Financial risk management also includes the area of raw material risk management. Financial risk management is organized centrally with respect to policy-making power, strategy determination, and target definition. The existing policies include targets, principles, duties, and responsibilities for both the Group treasury and individual Group companies. In addition, they govern the areas of pooling, money market, credit and securities management, currency, interest rate, liquidity, and commodity price risk, and reporting. The Group treasury, acting as a service center, is responsible for implementation. Three organizationally separate units are responsible for closing, processing, and recording transactions, which guarantees a six-eyes principle. Policies, policy compliance, and all business processes are additionally audited once a year by an external auditor.

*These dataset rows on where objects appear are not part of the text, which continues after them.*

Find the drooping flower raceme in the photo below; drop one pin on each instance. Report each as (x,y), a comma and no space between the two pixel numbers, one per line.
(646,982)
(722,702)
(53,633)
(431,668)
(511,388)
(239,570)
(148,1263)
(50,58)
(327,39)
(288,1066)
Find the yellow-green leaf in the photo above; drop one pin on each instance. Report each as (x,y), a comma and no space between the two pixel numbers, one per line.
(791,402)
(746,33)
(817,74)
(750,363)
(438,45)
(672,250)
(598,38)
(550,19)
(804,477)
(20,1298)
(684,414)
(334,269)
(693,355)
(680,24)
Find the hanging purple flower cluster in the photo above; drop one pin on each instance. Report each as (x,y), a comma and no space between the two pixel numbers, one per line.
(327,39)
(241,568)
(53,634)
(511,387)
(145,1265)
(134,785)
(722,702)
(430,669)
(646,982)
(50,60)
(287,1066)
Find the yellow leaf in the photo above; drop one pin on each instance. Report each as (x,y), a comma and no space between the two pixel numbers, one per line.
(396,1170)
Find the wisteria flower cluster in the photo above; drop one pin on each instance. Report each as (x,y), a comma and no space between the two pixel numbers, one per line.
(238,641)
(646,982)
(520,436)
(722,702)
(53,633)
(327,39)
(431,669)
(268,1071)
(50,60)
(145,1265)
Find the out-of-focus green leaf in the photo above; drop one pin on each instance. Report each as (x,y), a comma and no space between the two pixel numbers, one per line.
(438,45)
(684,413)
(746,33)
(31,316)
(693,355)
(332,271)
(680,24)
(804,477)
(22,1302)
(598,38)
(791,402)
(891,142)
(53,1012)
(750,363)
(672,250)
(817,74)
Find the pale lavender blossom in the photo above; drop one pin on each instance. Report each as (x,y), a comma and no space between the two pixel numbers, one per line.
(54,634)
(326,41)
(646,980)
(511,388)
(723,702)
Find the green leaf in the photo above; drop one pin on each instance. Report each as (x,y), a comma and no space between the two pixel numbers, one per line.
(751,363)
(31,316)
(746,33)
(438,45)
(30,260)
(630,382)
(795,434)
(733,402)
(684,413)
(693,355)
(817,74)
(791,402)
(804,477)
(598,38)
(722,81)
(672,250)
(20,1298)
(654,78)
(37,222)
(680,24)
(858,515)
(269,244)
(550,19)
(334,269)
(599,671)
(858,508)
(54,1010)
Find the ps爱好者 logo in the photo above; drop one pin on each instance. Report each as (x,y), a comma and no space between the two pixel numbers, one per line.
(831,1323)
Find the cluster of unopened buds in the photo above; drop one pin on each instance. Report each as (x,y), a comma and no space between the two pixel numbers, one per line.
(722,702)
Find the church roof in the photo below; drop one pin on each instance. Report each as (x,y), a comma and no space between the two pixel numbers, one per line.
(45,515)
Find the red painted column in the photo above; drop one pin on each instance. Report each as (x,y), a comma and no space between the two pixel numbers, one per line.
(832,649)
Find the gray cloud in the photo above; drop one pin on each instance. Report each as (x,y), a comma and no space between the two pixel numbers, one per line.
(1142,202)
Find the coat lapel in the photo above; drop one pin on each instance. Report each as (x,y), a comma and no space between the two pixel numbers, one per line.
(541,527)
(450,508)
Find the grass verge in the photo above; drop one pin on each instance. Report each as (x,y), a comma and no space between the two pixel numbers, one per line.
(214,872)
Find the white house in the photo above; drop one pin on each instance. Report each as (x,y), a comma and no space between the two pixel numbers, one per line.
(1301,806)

It is part of the voestalpine Group’s corporate policy to continuously monitor, quantify, and, where reasonable, hedge financial risks. Our willingness to accept risk is relatively low. The strategy aims at reducing fluctuations in cash flows and income. Hedging of market risks is done to a large extent by means of derivative financial instruments.
To quantify interest rate risk, voestalpine AG uses interest rate exposure and fair value risk as indicators. Interest rate exposure quantifies the impact of a 1% change in the market interest rate on interest income and interest expenses. Fair value risk means the change in the fair value of an interest rate-sensitive item with a 1% parallel shift of the interest yield curve.
voestalpine AG uses the “@risk” concept to quantify currency risk. The maximum loss within one year is determined with 95% certainty. Risk is calculated for the open position, which is defined as the budgeted quantity for the next 12 months less the quantity that has already been hedged. The variance-covariance approach is used to evaluate foreign currency risk.